According to the United Nations World Food Program, Lebanon has one of the highest food inflation rates worldwide.
Salam told The Associated Press in an interview in April that the World Bank loan would stabilize bread prices for at least six months, effectively buying the Lebanese authorities more time to reform its broken and ineffective institutions.
After the parliamentary vote, Salam said in a news conference that the money could secure wheat for longer than six months, provided prices continue to decline.
Panics and queues at the bakeries are commonplace. Scuffles break out between anxious customers waiting for limited available bread bundles. Bakery owners have warned that wheat supply is limited and operation costs have skyrocketed.

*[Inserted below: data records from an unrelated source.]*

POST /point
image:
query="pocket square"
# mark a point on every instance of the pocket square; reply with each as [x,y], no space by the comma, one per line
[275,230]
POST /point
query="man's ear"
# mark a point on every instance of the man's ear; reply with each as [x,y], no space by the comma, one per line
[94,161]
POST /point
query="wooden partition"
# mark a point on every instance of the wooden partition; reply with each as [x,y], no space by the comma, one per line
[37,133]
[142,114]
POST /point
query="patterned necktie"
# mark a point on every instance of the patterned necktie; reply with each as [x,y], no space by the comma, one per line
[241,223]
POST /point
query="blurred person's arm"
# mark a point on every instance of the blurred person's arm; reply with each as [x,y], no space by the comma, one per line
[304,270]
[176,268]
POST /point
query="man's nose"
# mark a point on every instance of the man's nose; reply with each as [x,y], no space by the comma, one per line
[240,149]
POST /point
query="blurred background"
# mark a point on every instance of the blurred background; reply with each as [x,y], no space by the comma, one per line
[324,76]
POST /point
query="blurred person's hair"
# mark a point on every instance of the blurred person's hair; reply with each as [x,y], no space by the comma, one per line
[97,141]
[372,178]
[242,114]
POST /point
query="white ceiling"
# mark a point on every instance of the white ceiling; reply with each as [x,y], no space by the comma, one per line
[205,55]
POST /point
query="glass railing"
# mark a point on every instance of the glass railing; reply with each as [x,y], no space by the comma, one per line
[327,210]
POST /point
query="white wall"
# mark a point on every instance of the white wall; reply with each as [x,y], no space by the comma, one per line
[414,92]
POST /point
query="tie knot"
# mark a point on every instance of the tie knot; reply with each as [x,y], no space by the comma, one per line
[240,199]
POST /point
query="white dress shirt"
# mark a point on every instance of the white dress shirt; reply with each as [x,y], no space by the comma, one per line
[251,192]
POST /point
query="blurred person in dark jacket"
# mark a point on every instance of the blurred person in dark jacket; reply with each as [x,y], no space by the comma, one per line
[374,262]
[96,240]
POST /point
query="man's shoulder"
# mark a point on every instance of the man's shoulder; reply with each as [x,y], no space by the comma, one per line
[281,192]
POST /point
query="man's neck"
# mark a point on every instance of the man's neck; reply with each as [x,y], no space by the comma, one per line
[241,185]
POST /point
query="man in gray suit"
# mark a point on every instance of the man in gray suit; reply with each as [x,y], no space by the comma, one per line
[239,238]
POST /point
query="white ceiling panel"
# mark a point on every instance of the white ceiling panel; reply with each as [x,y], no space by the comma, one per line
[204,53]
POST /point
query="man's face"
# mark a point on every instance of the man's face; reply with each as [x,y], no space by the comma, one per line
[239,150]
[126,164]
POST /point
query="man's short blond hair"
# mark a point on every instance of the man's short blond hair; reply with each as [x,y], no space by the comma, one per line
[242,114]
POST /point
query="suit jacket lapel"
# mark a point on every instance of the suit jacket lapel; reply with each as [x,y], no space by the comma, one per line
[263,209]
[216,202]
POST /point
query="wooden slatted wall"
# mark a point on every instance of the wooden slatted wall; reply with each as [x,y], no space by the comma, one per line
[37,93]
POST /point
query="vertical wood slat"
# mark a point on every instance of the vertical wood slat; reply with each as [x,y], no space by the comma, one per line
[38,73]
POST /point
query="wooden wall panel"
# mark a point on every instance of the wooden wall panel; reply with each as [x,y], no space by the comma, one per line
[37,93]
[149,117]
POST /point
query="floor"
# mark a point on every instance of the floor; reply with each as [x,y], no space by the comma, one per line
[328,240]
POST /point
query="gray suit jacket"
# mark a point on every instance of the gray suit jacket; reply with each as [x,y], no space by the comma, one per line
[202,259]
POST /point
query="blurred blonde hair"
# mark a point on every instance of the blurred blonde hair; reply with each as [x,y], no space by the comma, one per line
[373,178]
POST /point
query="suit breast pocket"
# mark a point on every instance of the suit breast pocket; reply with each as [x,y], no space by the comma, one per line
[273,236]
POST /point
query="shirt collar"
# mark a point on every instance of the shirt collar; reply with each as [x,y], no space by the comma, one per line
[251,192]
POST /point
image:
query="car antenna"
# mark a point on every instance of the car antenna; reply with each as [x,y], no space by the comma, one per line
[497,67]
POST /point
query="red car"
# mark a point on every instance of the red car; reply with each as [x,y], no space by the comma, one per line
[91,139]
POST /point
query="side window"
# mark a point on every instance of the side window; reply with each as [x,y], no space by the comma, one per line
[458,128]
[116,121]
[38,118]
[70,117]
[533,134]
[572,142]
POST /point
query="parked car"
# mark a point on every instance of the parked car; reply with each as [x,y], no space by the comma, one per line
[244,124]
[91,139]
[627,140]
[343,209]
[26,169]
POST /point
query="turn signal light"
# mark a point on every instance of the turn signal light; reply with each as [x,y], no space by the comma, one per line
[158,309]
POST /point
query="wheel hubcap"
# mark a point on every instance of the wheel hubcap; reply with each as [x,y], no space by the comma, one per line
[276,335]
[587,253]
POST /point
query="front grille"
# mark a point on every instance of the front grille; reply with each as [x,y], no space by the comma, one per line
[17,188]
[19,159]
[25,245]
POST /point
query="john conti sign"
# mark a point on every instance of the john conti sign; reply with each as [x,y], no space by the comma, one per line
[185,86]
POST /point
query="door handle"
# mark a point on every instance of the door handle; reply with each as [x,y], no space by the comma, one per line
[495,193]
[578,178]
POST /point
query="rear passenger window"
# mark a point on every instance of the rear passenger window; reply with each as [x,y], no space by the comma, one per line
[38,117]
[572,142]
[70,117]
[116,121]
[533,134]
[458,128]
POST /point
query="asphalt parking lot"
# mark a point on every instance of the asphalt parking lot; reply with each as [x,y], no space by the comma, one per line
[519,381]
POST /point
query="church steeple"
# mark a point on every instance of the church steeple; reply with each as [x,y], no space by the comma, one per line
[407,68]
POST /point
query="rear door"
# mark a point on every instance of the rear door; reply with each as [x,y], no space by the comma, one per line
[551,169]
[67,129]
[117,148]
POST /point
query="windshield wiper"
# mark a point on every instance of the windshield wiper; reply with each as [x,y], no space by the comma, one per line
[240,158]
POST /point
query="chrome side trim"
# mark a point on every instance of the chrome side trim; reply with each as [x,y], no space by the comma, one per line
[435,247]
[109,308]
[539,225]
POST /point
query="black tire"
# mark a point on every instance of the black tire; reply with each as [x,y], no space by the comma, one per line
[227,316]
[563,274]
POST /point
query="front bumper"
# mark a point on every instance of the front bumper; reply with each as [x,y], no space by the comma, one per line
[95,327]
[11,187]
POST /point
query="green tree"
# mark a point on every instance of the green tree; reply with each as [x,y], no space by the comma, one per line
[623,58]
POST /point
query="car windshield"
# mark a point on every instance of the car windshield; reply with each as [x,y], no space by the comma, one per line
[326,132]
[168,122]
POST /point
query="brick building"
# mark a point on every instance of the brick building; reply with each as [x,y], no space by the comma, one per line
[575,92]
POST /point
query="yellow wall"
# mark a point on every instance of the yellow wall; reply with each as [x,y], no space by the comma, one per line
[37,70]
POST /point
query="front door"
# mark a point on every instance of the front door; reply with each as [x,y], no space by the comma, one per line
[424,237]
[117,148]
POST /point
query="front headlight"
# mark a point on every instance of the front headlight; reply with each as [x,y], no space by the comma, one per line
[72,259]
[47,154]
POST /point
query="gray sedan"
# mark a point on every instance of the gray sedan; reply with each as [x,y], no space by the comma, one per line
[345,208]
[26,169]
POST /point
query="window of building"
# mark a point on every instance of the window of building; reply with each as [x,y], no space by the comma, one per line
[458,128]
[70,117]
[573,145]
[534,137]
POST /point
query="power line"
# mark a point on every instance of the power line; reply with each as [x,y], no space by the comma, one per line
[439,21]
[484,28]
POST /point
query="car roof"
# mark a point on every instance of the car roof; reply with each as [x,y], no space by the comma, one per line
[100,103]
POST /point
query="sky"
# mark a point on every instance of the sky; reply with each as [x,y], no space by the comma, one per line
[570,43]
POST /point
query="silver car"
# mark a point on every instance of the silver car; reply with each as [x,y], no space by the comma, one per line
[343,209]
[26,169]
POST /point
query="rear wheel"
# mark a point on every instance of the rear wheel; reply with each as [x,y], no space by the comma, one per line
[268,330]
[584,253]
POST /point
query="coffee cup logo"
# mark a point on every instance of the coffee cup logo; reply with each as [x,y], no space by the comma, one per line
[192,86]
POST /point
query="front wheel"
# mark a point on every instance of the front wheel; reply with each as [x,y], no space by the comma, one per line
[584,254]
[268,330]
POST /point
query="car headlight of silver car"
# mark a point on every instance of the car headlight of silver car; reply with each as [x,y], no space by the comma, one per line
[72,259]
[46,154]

Though Lebanon's foreign reserves continue to drain at a striking rate, the country continues to partially subsidize wheat imports and modify bread prices in line with fuel prices, currency devaluation, and global wheat prices. Critics say the blanket subsidy program is ineffective and expensive, and the government has struggled to manage a targeted cash card program for the country's most vulnerable.
Caretaker Prime Minister Najib Mikati, who was present during Parliament's vote, said that most locally produced bread "goes to non-Lebanese and everyone knows that."
Lebanon's economic meltdown is due to decades of corruption and financial mismanagement.
For over two years, Lebanon has been negotiating with the International Monetary Fund to unlock billions of dollars in aid and make its economy viable again. But the country has struggled to reform its banking sector and bloated public sector.
Lebanon has been without a fully-functioning government for almost three months, with reappointed Prime Minister-designate Mikati steering a caretaker government.